Many types of weightlifting, such as curls, are easier for shorter people to do, as shorter people tend to also have shorter arms. When considering the weight as a point mass, the total torque needed for the muscles in the arm to keep the weight still must equal 0. A problem like this already appears on the lecture slides from class 28, so I won't do all the math again. In this problem, the length of the forearm was 38.1cm and the amount of force needed from the biceps was 404N. Now, let's say the arm was 5cm shorter. Using the same formula, the needed force of the biceps can be found.
∑τ = τ biceps +τ bone +τ arm +τ ball = 0
(Fbiceps0.050m(sin(110°))) = (13.3N ×.152m)+(44.5N ×.331m)
Fbiceps = 357N
This shows that by just cutting off just 5cm of your forearm, 50 fewer newtons are required to lift weights! (Don't actually cut off part of your forearm.)

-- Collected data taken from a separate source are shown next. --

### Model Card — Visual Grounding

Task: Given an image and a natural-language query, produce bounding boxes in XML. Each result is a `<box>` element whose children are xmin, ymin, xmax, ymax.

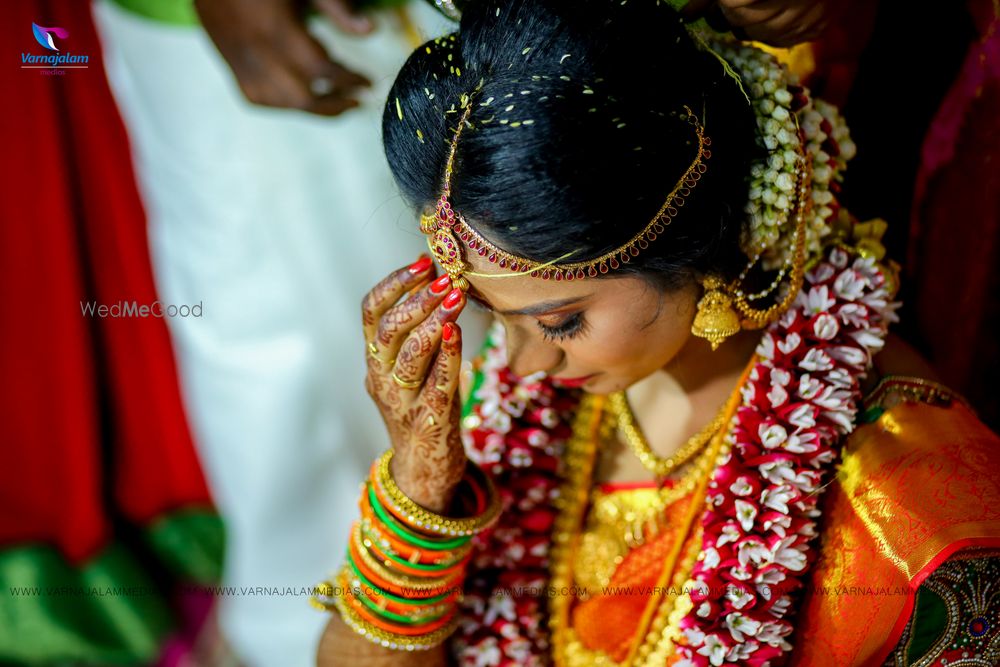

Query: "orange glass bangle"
<box><xmin>342</xmin><ymin>584</ymin><xmax>458</xmax><ymax>636</ymax></box>
<box><xmin>348</xmin><ymin>531</ymin><xmax>461</xmax><ymax>598</ymax></box>
<box><xmin>359</xmin><ymin>492</ymin><xmax>470</xmax><ymax>566</ymax></box>
<box><xmin>342</xmin><ymin>561</ymin><xmax>462</xmax><ymax>613</ymax></box>
<box><xmin>336</xmin><ymin>568</ymin><xmax>457</xmax><ymax>623</ymax></box>
<box><xmin>355</xmin><ymin>519</ymin><xmax>468</xmax><ymax>582</ymax></box>
<box><xmin>360</xmin><ymin>517</ymin><xmax>468</xmax><ymax>569</ymax></box>
<box><xmin>349</xmin><ymin>550</ymin><xmax>456</xmax><ymax>601</ymax></box>
<box><xmin>359</xmin><ymin>495</ymin><xmax>425</xmax><ymax>559</ymax></box>
<box><xmin>365</xmin><ymin>533</ymin><xmax>472</xmax><ymax>580</ymax></box>
<box><xmin>359</xmin><ymin>583</ymin><xmax>460</xmax><ymax>617</ymax></box>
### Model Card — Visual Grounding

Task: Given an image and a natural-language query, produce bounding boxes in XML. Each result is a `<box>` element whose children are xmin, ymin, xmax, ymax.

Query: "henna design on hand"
<box><xmin>359</xmin><ymin>266</ymin><xmax>465</xmax><ymax>512</ymax></box>
<box><xmin>394</xmin><ymin>323</ymin><xmax>442</xmax><ymax>379</ymax></box>
<box><xmin>376</xmin><ymin>303</ymin><xmax>419</xmax><ymax>346</ymax></box>
<box><xmin>361</xmin><ymin>263</ymin><xmax>435</xmax><ymax>339</ymax></box>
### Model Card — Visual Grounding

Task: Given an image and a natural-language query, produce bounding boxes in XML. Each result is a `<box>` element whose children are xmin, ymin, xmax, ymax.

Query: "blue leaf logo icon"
<box><xmin>32</xmin><ymin>23</ymin><xmax>69</xmax><ymax>52</ymax></box>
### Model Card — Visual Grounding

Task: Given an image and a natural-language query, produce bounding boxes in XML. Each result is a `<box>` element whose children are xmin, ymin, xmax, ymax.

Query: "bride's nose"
<box><xmin>503</xmin><ymin>321</ymin><xmax>563</xmax><ymax>378</ymax></box>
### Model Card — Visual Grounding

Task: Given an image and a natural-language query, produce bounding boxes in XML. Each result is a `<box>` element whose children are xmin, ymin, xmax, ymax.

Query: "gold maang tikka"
<box><xmin>419</xmin><ymin>101</ymin><xmax>712</xmax><ymax>289</ymax></box>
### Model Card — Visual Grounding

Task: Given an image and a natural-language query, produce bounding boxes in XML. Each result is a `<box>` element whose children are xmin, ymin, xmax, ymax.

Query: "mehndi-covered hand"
<box><xmin>361</xmin><ymin>257</ymin><xmax>468</xmax><ymax>513</ymax></box>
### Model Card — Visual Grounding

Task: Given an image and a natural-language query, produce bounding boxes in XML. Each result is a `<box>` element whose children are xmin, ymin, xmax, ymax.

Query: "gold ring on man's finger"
<box><xmin>391</xmin><ymin>372</ymin><xmax>423</xmax><ymax>390</ymax></box>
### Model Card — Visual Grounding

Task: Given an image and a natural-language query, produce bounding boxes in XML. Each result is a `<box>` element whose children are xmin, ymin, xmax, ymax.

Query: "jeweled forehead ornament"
<box><xmin>419</xmin><ymin>101</ymin><xmax>711</xmax><ymax>290</ymax></box>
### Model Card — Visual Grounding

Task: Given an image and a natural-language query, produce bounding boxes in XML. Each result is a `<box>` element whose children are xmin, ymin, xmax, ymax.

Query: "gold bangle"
<box><xmin>330</xmin><ymin>590</ymin><xmax>459</xmax><ymax>650</ymax></box>
<box><xmin>316</xmin><ymin>568</ymin><xmax>459</xmax><ymax>650</ymax></box>
<box><xmin>374</xmin><ymin>450</ymin><xmax>502</xmax><ymax>537</ymax></box>
<box><xmin>391</xmin><ymin>372</ymin><xmax>423</xmax><ymax>390</ymax></box>
<box><xmin>350</xmin><ymin>523</ymin><xmax>460</xmax><ymax>591</ymax></box>
<box><xmin>336</xmin><ymin>565</ymin><xmax>457</xmax><ymax>622</ymax></box>
<box><xmin>360</xmin><ymin>516</ymin><xmax>472</xmax><ymax>567</ymax></box>
<box><xmin>309</xmin><ymin>579</ymin><xmax>337</xmax><ymax>612</ymax></box>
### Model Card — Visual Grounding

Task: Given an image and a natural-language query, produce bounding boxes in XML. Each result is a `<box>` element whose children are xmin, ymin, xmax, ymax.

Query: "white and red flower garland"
<box><xmin>675</xmin><ymin>246</ymin><xmax>897</xmax><ymax>666</ymax></box>
<box><xmin>451</xmin><ymin>245</ymin><xmax>897</xmax><ymax>667</ymax></box>
<box><xmin>453</xmin><ymin>326</ymin><xmax>576</xmax><ymax>667</ymax></box>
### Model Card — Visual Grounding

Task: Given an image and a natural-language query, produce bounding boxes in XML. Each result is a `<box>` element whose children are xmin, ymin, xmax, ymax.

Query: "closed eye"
<box><xmin>537</xmin><ymin>313</ymin><xmax>587</xmax><ymax>342</ymax></box>
<box><xmin>465</xmin><ymin>288</ymin><xmax>588</xmax><ymax>342</ymax></box>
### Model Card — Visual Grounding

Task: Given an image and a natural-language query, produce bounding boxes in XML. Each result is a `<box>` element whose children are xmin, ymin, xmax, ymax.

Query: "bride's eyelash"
<box><xmin>467</xmin><ymin>293</ymin><xmax>586</xmax><ymax>342</ymax></box>
<box><xmin>537</xmin><ymin>313</ymin><xmax>587</xmax><ymax>342</ymax></box>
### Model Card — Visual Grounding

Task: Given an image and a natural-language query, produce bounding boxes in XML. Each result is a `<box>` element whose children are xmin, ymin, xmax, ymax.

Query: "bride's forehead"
<box><xmin>467</xmin><ymin>273</ymin><xmax>584</xmax><ymax>306</ymax></box>
<box><xmin>455</xmin><ymin>234</ymin><xmax>634</xmax><ymax>310</ymax></box>
<box><xmin>465</xmin><ymin>271</ymin><xmax>631</xmax><ymax>315</ymax></box>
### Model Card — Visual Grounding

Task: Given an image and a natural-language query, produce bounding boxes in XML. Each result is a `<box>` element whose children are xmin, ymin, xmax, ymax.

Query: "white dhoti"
<box><xmin>93</xmin><ymin>3</ymin><xmax>452</xmax><ymax>665</ymax></box>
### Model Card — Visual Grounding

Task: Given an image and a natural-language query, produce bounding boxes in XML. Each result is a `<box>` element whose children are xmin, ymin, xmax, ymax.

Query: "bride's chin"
<box><xmin>579</xmin><ymin>376</ymin><xmax>628</xmax><ymax>396</ymax></box>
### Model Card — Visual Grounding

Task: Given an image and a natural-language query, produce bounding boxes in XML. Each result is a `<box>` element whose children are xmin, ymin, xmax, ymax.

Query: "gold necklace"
<box><xmin>550</xmin><ymin>359</ymin><xmax>757</xmax><ymax>667</ymax></box>
<box><xmin>572</xmin><ymin>437</ymin><xmax>717</xmax><ymax>594</ymax></box>
<box><xmin>549</xmin><ymin>389</ymin><xmax>746</xmax><ymax>667</ymax></box>
<box><xmin>609</xmin><ymin>391</ymin><xmax>729</xmax><ymax>478</ymax></box>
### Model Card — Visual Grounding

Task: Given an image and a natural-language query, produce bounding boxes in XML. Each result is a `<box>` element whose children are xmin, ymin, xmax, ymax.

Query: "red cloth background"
<box><xmin>908</xmin><ymin>10</ymin><xmax>1000</xmax><ymax>429</ymax></box>
<box><xmin>0</xmin><ymin>0</ymin><xmax>215</xmax><ymax>563</ymax></box>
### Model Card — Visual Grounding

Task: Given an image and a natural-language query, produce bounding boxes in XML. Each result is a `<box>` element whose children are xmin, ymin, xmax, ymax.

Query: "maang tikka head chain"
<box><xmin>419</xmin><ymin>100</ymin><xmax>712</xmax><ymax>290</ymax></box>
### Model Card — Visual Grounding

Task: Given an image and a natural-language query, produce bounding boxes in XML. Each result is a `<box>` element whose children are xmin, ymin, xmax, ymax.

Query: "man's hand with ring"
<box><xmin>194</xmin><ymin>0</ymin><xmax>374</xmax><ymax>116</ymax></box>
<box><xmin>684</xmin><ymin>0</ymin><xmax>835</xmax><ymax>48</ymax></box>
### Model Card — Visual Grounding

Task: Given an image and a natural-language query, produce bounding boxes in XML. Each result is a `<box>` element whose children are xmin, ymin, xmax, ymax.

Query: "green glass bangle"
<box><xmin>348</xmin><ymin>578</ymin><xmax>451</xmax><ymax>626</ymax></box>
<box><xmin>346</xmin><ymin>556</ymin><xmax>454</xmax><ymax>607</ymax></box>
<box><xmin>360</xmin><ymin>520</ymin><xmax>466</xmax><ymax>571</ymax></box>
<box><xmin>368</xmin><ymin>484</ymin><xmax>470</xmax><ymax>550</ymax></box>
<box><xmin>347</xmin><ymin>527</ymin><xmax>458</xmax><ymax>592</ymax></box>
<box><xmin>366</xmin><ymin>527</ymin><xmax>464</xmax><ymax>573</ymax></box>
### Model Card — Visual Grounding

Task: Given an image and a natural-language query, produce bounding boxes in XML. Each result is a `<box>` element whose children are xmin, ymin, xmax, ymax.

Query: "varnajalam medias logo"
<box><xmin>32</xmin><ymin>23</ymin><xmax>67</xmax><ymax>51</ymax></box>
<box><xmin>22</xmin><ymin>22</ymin><xmax>89</xmax><ymax>70</ymax></box>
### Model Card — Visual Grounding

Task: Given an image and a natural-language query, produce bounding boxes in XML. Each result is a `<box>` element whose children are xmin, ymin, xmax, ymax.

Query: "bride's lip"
<box><xmin>551</xmin><ymin>374</ymin><xmax>597</xmax><ymax>388</ymax></box>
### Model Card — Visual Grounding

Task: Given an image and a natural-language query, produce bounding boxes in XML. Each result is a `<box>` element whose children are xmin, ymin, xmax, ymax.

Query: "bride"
<box><xmin>315</xmin><ymin>0</ymin><xmax>1000</xmax><ymax>664</ymax></box>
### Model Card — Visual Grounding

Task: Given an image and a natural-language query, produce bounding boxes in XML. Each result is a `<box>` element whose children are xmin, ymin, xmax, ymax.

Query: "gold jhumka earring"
<box><xmin>690</xmin><ymin>150</ymin><xmax>813</xmax><ymax>350</ymax></box>
<box><xmin>691</xmin><ymin>276</ymin><xmax>742</xmax><ymax>350</ymax></box>
<box><xmin>418</xmin><ymin>100</ymin><xmax>712</xmax><ymax>289</ymax></box>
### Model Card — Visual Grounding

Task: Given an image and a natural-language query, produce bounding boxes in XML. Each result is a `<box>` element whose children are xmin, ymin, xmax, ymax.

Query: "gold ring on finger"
<box><xmin>391</xmin><ymin>372</ymin><xmax>422</xmax><ymax>390</ymax></box>
<box><xmin>367</xmin><ymin>342</ymin><xmax>394</xmax><ymax>365</ymax></box>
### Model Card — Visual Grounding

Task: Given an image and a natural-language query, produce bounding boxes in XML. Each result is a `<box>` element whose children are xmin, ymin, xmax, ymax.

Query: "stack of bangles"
<box><xmin>311</xmin><ymin>450</ymin><xmax>501</xmax><ymax>651</ymax></box>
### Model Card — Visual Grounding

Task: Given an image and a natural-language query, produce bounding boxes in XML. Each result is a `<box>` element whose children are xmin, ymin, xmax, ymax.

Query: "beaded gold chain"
<box><xmin>731</xmin><ymin>151</ymin><xmax>812</xmax><ymax>329</ymax></box>
<box><xmin>548</xmin><ymin>394</ymin><xmax>608</xmax><ymax>667</ymax></box>
<box><xmin>609</xmin><ymin>392</ymin><xmax>730</xmax><ymax>478</ymax></box>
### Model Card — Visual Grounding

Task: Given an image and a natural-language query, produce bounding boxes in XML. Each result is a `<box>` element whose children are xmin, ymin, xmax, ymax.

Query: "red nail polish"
<box><xmin>442</xmin><ymin>288</ymin><xmax>463</xmax><ymax>310</ymax></box>
<box><xmin>408</xmin><ymin>256</ymin><xmax>432</xmax><ymax>275</ymax></box>
<box><xmin>442</xmin><ymin>322</ymin><xmax>456</xmax><ymax>342</ymax></box>
<box><xmin>430</xmin><ymin>275</ymin><xmax>451</xmax><ymax>294</ymax></box>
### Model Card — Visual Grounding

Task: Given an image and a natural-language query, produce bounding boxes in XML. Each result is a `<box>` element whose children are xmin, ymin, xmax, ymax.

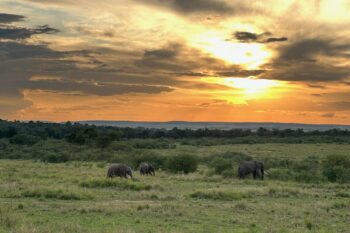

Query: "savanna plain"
<box><xmin>1</xmin><ymin>139</ymin><xmax>350</xmax><ymax>233</ymax></box>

I actually have some experience with this next activity. Being shorter is quite advantageous as a lineman in football, especially when it comes to blocking. Much of this has to do with center of gravity, but not much about this was discussed in this course, so I'll simplify this using concepts we know more about, like basic forces. Let's say that the shorter lineman pushes his opponent with a force of 200N at an 80 degree angle between his opponent and his arms. The taller lineman pushes on the other lineman with the same force, but at a 100 degree angle. By using basic trigonometry, it can be determined that both players push in the x-direction with about 196N of force, but the shorter player pushes the taller player with 35N in the upwards direction, and the taller player pushes with 35N in the downwards direction. These vertical forces are then added onto the normal force of each player, assuming that the downward direction is positive and the upwards direction is negative. Assuming the players both players weigh 80kg and the static coefficient of friction is 0.9, the following frictional forces can be calculated.
Ffr = μFn
Ffr(tall) = (0.9)((80kg)(9.8m/s^2) + (-35N)) = 670N
Ffr(short) = (0.9)((80kg)(9.8m/s^2) + 35N) = 740N
Therefore, the short player has a higher force of friction acting on him than the taller player, meaning that the shorter player will have a much easier time pushing the taller player than the taller player would pushing the shorter player.